RFR: 8346118: Improve whitespace normalization in preformatted text

Wed Mar 5 20:48:57 UTC 2025

On Mon, 3 Mar 2025 16:41:18 GMT, Hannes Wallnöfer <hannesw at openjdk.org> wrote:

> Please review an enhancement to make `DocCommentParser` normalize whitespace inside `<pre>` elements. The normalization is conceptually simple and and intended to be minimally invasive. Before parsing, `DocCommentParser` checks whether the text is a traditional doc comment and whether every line starts with a space character, which is commonly the case in traditional doc comments. If so, a single leading space is removed in block content (top level text and `{@code}`/`{@literal}` tags) when parsing within HTML `<pre>` tags.
> 
> This fixes the incidental one-space indentation in the vast majority of JDK code samples using `<pre>` alone or in combination with `<code>` or `{@code}`. In fact, I only found one code sample in JDK code that isn't solved by this change, for which I included a fix in this PR (it's in `String.startsWith(String, int)`, where I replaced the 10 char indentation and trailing line with a `<blockquote>`). 
> 
> The many added `boolean inBlockContent` arguments pased around in `DocCommentParser` are to make sure the removal is not applied to multiline inline content, which is maybe a bit fussy considering there is not a lot of multiline inline content in `<pre>` tags and it usually would not mind about removal of a non-essential space character, but I wanted to keep the change minimal.

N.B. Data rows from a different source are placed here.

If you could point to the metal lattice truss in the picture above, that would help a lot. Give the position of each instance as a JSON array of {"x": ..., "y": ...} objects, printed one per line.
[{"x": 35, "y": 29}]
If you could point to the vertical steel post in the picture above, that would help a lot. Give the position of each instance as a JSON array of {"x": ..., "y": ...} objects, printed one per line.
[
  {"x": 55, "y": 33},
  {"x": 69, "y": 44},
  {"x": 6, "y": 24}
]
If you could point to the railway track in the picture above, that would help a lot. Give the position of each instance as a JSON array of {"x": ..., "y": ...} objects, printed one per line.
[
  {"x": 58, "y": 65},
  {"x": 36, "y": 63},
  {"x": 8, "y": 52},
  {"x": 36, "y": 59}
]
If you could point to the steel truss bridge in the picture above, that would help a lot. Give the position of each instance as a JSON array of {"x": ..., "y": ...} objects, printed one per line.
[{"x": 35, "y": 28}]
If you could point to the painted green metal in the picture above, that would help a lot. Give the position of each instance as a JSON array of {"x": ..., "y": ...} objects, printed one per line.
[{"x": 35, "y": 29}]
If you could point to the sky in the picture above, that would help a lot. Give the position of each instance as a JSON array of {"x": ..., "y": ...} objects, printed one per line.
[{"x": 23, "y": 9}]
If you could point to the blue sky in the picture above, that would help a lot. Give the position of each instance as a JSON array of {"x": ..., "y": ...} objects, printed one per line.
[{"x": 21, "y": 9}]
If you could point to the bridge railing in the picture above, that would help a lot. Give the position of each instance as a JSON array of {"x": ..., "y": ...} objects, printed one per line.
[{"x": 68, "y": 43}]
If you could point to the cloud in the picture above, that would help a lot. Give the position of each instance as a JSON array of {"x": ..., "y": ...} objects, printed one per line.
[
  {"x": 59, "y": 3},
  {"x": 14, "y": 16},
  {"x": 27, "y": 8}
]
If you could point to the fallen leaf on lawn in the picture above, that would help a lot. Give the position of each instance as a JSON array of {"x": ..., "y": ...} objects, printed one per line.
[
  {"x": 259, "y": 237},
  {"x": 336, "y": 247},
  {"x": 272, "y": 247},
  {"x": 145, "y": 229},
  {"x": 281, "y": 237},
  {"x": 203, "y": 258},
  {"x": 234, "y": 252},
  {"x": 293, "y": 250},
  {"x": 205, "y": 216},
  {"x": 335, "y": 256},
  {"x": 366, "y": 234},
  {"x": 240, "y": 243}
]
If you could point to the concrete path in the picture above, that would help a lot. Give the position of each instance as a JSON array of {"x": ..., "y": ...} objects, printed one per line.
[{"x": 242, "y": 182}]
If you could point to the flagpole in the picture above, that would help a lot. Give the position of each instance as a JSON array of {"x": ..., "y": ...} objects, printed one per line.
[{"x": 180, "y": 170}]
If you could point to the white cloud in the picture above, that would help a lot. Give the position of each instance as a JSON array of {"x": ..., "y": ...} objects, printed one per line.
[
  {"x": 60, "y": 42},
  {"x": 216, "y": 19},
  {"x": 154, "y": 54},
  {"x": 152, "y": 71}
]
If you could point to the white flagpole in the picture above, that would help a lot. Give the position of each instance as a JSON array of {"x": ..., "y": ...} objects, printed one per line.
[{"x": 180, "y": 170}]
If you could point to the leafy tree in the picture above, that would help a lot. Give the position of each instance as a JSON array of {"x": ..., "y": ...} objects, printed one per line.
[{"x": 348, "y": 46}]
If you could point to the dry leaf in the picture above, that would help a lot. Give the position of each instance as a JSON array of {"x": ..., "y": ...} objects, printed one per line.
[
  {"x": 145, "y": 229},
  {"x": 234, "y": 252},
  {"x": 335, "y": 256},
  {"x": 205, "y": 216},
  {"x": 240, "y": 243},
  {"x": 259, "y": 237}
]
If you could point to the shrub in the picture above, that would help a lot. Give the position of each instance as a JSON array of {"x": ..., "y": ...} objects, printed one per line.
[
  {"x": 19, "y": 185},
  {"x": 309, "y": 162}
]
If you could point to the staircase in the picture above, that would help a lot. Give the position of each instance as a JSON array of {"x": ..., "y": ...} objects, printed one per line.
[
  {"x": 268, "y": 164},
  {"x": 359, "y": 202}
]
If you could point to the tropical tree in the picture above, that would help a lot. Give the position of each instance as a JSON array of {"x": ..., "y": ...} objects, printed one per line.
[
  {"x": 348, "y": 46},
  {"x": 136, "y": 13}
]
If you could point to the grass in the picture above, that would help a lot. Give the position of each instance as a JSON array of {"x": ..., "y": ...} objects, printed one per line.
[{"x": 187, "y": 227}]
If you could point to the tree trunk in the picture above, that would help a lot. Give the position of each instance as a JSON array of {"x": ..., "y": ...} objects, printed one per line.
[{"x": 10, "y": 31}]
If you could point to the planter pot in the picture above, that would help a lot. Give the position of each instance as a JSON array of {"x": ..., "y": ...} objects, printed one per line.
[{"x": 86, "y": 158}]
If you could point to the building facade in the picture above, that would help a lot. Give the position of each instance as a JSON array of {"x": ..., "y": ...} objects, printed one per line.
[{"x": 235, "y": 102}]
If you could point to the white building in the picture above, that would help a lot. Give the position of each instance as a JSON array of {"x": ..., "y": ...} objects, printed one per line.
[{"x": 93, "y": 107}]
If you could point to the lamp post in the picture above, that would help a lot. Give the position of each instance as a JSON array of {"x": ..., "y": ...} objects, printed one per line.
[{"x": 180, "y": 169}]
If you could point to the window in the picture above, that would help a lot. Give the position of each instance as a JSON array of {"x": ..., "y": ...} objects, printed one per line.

There are few javadoc tests that had to be adapted, most of the testing is done in `test/langtools/tools/javac/doctree`. 
> 
> If the exact number of leading whitespace in `<pre>` tags is important to any javadoc user the old output can be restored by increasing the indentation by 1. There will be a release note for this of course. 
> 
> Unfortunately, there is another whitespace problem that can't be solved as easily, and that is a leading blank line caused by `<pre><code>\n` open tags. Browsers will [ignore a newline immediately following a `<pre>` tag][1], but not if there is a `<code>` tag in between. There are hundreds of occurrences of this in JDK code, including variants with space characters mixed in. The fix in javadoc proper would be too complex, so I decided to solve it with 3 lines of JavaScript and a regex to reverse the order of `<code>\n` at the beginning of `<pre>` tags while removing any intermediary space. Script operation is indiscernible and it solves the problem.
> 
> [1]: https://html.spec.whatwg.org/#the-pre-element:the-pre-element

Thanks for reviewing this, Jon. I agree there are two issues that maybe shold be handled separately.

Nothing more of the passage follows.